Best for Britain have tweeted a Private Eye article based on their research and activity. They had commissioned massive, detailed, multi-level polling research and reached the conclusion that if the Brexit Party helped the Conservatives, which they did by standing aside in Tory-held seats, then the Conservatives would have a majority of between 40-100. The evidence was compelling, and proved to be spot on. The LibDems refused to believe it, locked into the fantasy that they were about to achieve a massive breakthrough. Best for Britain showed the research to some Labour MPs, who were impressed. Emily Thornberry took it up in the shadow cabinet and tried to argue that Labour's strategy should be to win a second referendum in Parliament and only back a Johnson call for a general election after the referendum had settled Brexit. Given the make-up of Parliament, that was a distinct possibility. She was overruled by Corbyn and Milne. They both believed, against the evidence, that they were on the road to victory. Johnson was given his election, despite the power of the opposition to block it, and his path to a majority was clear.

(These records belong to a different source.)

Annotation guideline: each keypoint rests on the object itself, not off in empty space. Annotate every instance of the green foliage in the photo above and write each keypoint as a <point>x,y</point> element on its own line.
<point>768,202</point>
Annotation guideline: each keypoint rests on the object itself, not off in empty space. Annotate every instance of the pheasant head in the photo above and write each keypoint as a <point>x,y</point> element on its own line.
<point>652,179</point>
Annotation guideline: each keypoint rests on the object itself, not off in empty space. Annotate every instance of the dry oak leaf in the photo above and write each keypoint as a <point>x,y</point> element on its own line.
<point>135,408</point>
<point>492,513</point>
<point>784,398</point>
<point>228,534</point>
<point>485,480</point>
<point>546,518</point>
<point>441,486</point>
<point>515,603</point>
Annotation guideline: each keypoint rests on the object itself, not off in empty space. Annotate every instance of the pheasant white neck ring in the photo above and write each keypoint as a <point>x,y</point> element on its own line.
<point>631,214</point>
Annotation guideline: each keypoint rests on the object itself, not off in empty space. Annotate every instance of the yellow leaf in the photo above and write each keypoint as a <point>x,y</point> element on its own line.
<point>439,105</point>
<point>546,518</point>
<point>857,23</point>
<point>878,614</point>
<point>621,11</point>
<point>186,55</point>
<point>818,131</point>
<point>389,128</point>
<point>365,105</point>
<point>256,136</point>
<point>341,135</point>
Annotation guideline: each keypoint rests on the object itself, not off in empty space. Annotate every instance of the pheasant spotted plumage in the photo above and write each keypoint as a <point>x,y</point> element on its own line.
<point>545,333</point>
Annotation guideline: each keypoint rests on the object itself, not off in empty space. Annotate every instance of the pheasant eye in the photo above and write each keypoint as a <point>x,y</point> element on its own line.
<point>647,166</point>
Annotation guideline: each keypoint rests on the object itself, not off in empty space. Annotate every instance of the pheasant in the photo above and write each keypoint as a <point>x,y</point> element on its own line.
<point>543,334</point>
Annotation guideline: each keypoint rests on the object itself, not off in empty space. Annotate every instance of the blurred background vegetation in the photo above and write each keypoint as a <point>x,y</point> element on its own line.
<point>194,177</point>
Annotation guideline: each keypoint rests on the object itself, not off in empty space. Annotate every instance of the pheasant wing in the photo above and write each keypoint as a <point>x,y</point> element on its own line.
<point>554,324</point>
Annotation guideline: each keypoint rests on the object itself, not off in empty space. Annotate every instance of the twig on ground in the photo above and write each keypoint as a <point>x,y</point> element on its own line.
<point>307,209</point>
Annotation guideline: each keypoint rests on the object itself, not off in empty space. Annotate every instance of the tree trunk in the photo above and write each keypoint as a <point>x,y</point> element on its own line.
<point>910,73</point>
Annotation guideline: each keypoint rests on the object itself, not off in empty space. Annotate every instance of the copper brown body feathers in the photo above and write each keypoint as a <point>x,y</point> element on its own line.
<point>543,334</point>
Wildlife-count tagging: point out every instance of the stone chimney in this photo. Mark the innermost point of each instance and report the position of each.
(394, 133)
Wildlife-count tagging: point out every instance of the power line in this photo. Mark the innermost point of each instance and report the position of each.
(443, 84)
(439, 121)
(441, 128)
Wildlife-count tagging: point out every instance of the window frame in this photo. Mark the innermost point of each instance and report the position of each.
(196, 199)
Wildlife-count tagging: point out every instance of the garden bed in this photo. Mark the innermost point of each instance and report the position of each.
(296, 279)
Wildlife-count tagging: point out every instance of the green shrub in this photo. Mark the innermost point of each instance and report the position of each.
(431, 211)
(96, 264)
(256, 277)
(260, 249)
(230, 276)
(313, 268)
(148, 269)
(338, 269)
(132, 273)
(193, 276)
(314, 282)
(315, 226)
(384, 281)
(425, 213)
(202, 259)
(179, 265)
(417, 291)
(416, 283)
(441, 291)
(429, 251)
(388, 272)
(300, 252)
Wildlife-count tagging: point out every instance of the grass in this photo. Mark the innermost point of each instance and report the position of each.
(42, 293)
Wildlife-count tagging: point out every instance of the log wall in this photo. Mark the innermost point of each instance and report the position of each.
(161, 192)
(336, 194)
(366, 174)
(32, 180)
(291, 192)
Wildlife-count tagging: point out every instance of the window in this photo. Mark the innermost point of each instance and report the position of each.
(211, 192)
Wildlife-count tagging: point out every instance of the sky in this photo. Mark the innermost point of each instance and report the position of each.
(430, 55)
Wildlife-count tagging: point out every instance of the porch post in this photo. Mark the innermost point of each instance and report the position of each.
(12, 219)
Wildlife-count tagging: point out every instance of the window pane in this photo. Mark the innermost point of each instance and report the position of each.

Why did they do it? Hubris? Over-confidence? Magical thinking? Vanity? Who knows. They were faced by an obvious charlatan and confidence trickster and they fell for his line. They might just as well have signed up to a pyramid scheme. Swinson lost her seat. Corbyn remains leader, at least temporarily, and Milne is still drawing his £100k+ salary, despite being the architect of this disaster. Their collective inadequacy has ruined the country, while their ignominy will be meat and drink to future historians.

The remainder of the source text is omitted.